J Cardiol. 1987 Jun;17(2):273-84.
Relationships between segmental left ventricular wall motion abnormalities and myocardial fibrosis at autopsy were examined in 12 patients who died of dilated cardiomyopathy. In each case, wall motion abnormalities were assessed by two-dimensional echocardiograms for 11 segments, and semiquantitatively evaluated as normokinesis (N) to hypokinesis (H), severe hypokinesis (SH) or akinesis (A). From the necropsy specimens, the myocardial fibrosis ratio was histologically quantitated using a point-counting method in each segment corresponding to the echocardiographic segment. Wall motion abnormalities and the fibrosis ratio correlated significantly in a total of 132 segments of the 12 patients, but there were some discordances. The cases were then categorized in uniform and non-uniform groups based on the patterns of myocardial fibrosis. Wall motion abnormalities correlated much better with the fibrosis ratio in a total of 44 segments among four cases with non-uniform fibrosis, whereas no significant correlation was found in a total of 88 segments in eight cases with uniform fibrosis. The latter group had more severe segmental wall motion abnormalities in the interventricular septum than in the left ventricular free wall; and in the apical portion rather than in the basal portion, although no significant difference was observed in the fibrosis ratio among these regions. Patients with non-uniform fibrosis had higher incidences of chest pain and sudden deaths and a significantly larger left ventricular end-diastolic dimension on M-mode echocardiogram as compared to those with uniform fibrosis. Pathologically, in the former group, the heart was heavier, the mean left ventricular fibrosis ratio was significantly higher, and there was a greater incidence of infiltration of the myocardium by mononuclear cells, but there was no difference in the mean left ventricular wall thickness. These results suggest that myocardial fibrosis mainly contributes to the wall motion abnormalities in cases with non-uniform fibrosis which may be caused by chronic myocarditis, but not in cases with uniform fibrosis. In the latter group, other factors such as reduced contractility of the myocardial cells or lack of a compensatory mechanism for wall stress seem to play important roles in causing left ventricular wall motion abnormalities.

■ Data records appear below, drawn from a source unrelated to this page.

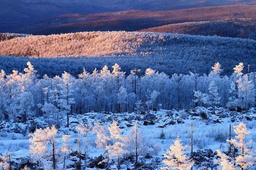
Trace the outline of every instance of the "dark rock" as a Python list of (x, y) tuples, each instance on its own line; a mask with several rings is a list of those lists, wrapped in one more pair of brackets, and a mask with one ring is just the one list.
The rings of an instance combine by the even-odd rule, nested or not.
[(125, 125), (126, 125), (126, 126), (127, 126), (127, 127), (128, 128), (131, 127), (132, 126), (133, 126), (132, 125), (130, 125), (130, 124), (125, 124)]
[(184, 122), (182, 120), (177, 119), (177, 123), (178, 123), (178, 124), (183, 124), (184, 123)]
[(248, 121), (251, 121), (252, 120), (252, 118), (248, 116), (245, 116), (245, 119), (246, 119), (246, 120)]
[(175, 124), (176, 124), (176, 122), (172, 120), (169, 123), (168, 123), (168, 125), (174, 125)]
[(154, 122), (152, 121), (148, 123), (148, 125), (154, 125), (154, 124), (155, 124), (155, 123), (154, 123)]
[(147, 121), (144, 121), (143, 122), (143, 125), (146, 126), (148, 124), (148, 122)]
[(173, 113), (171, 111), (168, 111), (166, 112), (166, 116), (167, 117), (172, 117), (173, 116)]
[(126, 121), (131, 121), (135, 119), (135, 116), (125, 116), (124, 120)]
[(198, 113), (191, 113), (190, 114), (190, 115), (191, 115), (191, 117), (193, 117), (193, 116), (199, 116), (199, 115)]
[[(102, 161), (104, 159), (104, 158), (102, 155), (95, 157), (94, 159), (91, 158), (89, 161), (88, 167), (90, 168), (105, 169), (107, 167), (107, 164), (106, 162)], [(100, 162), (101, 163), (99, 164)]]
[(148, 113), (144, 116), (144, 119), (148, 121), (154, 120), (156, 119), (157, 116), (154, 114)]
[(145, 155), (145, 158), (146, 159), (150, 159), (151, 158), (152, 158), (152, 156), (150, 155), (149, 153), (147, 153), (146, 154), (146, 155)]
[(221, 123), (221, 122), (220, 121), (220, 119), (216, 119), (213, 121), (213, 123)]

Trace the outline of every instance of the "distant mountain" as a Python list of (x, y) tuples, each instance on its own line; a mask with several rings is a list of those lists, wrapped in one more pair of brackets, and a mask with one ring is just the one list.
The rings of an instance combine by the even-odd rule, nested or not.
[(224, 19), (167, 25), (141, 31), (256, 40), (256, 19)]
[(136, 31), (186, 22), (242, 18), (256, 18), (256, 5), (214, 6), (156, 11), (130, 10), (87, 14), (66, 14), (27, 26), (25, 32), (49, 34), (94, 31)]
[(0, 67), (9, 72), (17, 68), (22, 71), (22, 64), (29, 60), (37, 63), (39, 70), (47, 71), (45, 74), (59, 75), (66, 71), (77, 75), (84, 67), (92, 71), (95, 67), (117, 63), (128, 73), (136, 66), (143, 71), (151, 68), (171, 75), (195, 70), (209, 73), (219, 62), (225, 68), (224, 74), (229, 74), (241, 62), (256, 70), (253, 64), (256, 49), (254, 40), (171, 33), (97, 31), (30, 36), (0, 42), (0, 55), (15, 56), (1, 57)]
[(132, 9), (170, 10), (256, 2), (255, 0), (0, 0), (0, 32), (31, 33), (28, 28), (35, 22), (47, 23), (47, 21), (64, 14)]

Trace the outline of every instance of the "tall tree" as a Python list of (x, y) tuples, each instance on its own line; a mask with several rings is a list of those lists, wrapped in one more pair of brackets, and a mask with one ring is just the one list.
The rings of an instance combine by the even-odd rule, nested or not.
[(188, 159), (184, 154), (185, 148), (180, 143), (178, 137), (174, 141), (174, 144), (171, 146), (163, 155), (164, 158), (163, 162), (166, 166), (161, 167), (163, 170), (189, 170), (191, 168), (194, 162)]

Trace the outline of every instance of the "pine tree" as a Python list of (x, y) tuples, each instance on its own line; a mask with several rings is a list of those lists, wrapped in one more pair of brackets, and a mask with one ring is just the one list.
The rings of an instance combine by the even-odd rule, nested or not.
[(63, 169), (66, 169), (66, 154), (71, 152), (71, 149), (70, 146), (67, 143), (68, 141), (70, 140), (71, 136), (70, 135), (63, 135), (61, 139), (63, 141), (63, 145), (61, 147), (61, 152), (64, 153), (64, 161), (63, 162)]
[(51, 128), (47, 127), (44, 129), (35, 130), (32, 134), (30, 134), (29, 141), (32, 143), (29, 146), (29, 150), (32, 154), (36, 154), (40, 157), (45, 154), (47, 145), (52, 146), (52, 160), (53, 169), (56, 168), (55, 149), (57, 142), (55, 138), (58, 134), (58, 130), (54, 125)]
[(237, 170), (237, 169), (234, 166), (234, 162), (226, 155), (222, 153), (220, 150), (216, 151), (218, 156), (221, 159), (219, 162), (221, 166), (221, 170)]
[(110, 138), (107, 135), (108, 128), (101, 125), (99, 123), (97, 123), (93, 128), (92, 132), (96, 135), (95, 142), (97, 147), (102, 150), (105, 150), (110, 140)]
[(218, 87), (214, 81), (210, 83), (208, 91), (209, 92), (207, 103), (212, 106), (213, 113), (215, 113), (215, 107), (219, 105), (221, 97), (219, 96)]
[(120, 156), (127, 151), (123, 149), (125, 143), (123, 142), (124, 137), (121, 135), (121, 130), (117, 125), (117, 122), (113, 121), (108, 127), (110, 137), (112, 140), (113, 144), (106, 146), (106, 149), (108, 151), (111, 158), (117, 157), (117, 169), (120, 169)]
[(244, 123), (234, 126), (234, 131), (236, 136), (230, 142), (236, 148), (241, 150), (241, 154), (236, 158), (236, 162), (241, 167), (241, 170), (245, 170), (253, 166), (256, 161), (251, 149), (248, 147), (251, 144), (252, 141), (248, 143), (245, 141), (246, 136), (251, 132), (247, 130), (246, 125)]
[(71, 97), (74, 92), (72, 88), (74, 81), (74, 78), (70, 74), (64, 71), (62, 76), (62, 82), (59, 84), (61, 88), (61, 99), (59, 101), (60, 105), (62, 110), (67, 113), (67, 126), (69, 126), (69, 114), (72, 111), (71, 106), (75, 103), (74, 99)]
[(218, 62), (217, 62), (213, 67), (212, 67), (212, 71), (215, 74), (219, 75), (223, 71), (221, 68), (221, 65)]
[(170, 146), (166, 154), (164, 154), (163, 162), (166, 164), (162, 167), (163, 170), (174, 169), (177, 170), (189, 170), (194, 163), (183, 153), (185, 148), (180, 143), (179, 137), (173, 141), (173, 144)]
[(254, 87), (252, 81), (249, 80), (247, 74), (240, 78), (238, 84), (239, 97), (241, 99), (242, 106), (248, 108), (249, 104), (253, 102), (254, 95)]
[(78, 125), (76, 127), (76, 129), (78, 131), (77, 143), (78, 144), (78, 153), (79, 153), (79, 160), (81, 161), (81, 154), (82, 152), (82, 136), (83, 135), (87, 135), (89, 131), (88, 127), (81, 124)]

对12例死于扩张型心肌病的患者进行尸检,研究节段性左心室壁运动异常与心肌纤维化之间的关系。在每例患者中,通过二维超声心动图评估11个节段的壁运动异常,并半定量地评价为正常运动(N)至运动减弱(H)、严重运动减弱(SH)或运动消失(A)。从尸检标本中,采用点计数法对与超声心动图节段相对应的每个节段的心肌纤维化比例进行组织学定量。12例患者共132个节段的壁运动异常与纤维化比例显著相关,但也存在一些不一致的情况。然后根据心肌纤维化的模式将病例分为均匀组和非均匀组。在4例非均匀纤维化病例的总共44个节段中,壁运动异常与纤维化比例的相关性更好,而在8例均匀纤维化病例的总共88个节段中未发现显著相关性。后一组在室间隔的节段性壁运动异常比左心室游离壁更严重;在心尖部而非基部更严重,尽管这些区域的纤维化比例没有观察到显著差异。与均匀纤维化患者相比,非均匀纤维化患者胸痛和猝死的发生率更高,M型超声心动图上左心室舒张末期内径显著更大。病理上,在前一组中,心脏更重,平均左心室纤维化比例显著更高,单核细胞浸润心肌的发生率更高,但平均左心室壁厚度没有差异。这些结果表明,心肌纤维化主要导致非均匀纤维化病例的壁运动异常,非均匀纤维化可能由慢性心肌炎引起,而均匀纤维化病例则不然。在后一组中,其他因素如心肌细胞收缩力降低或壁应力缺乏代偿机制似乎在导致左心室壁运动异常中起重要作用。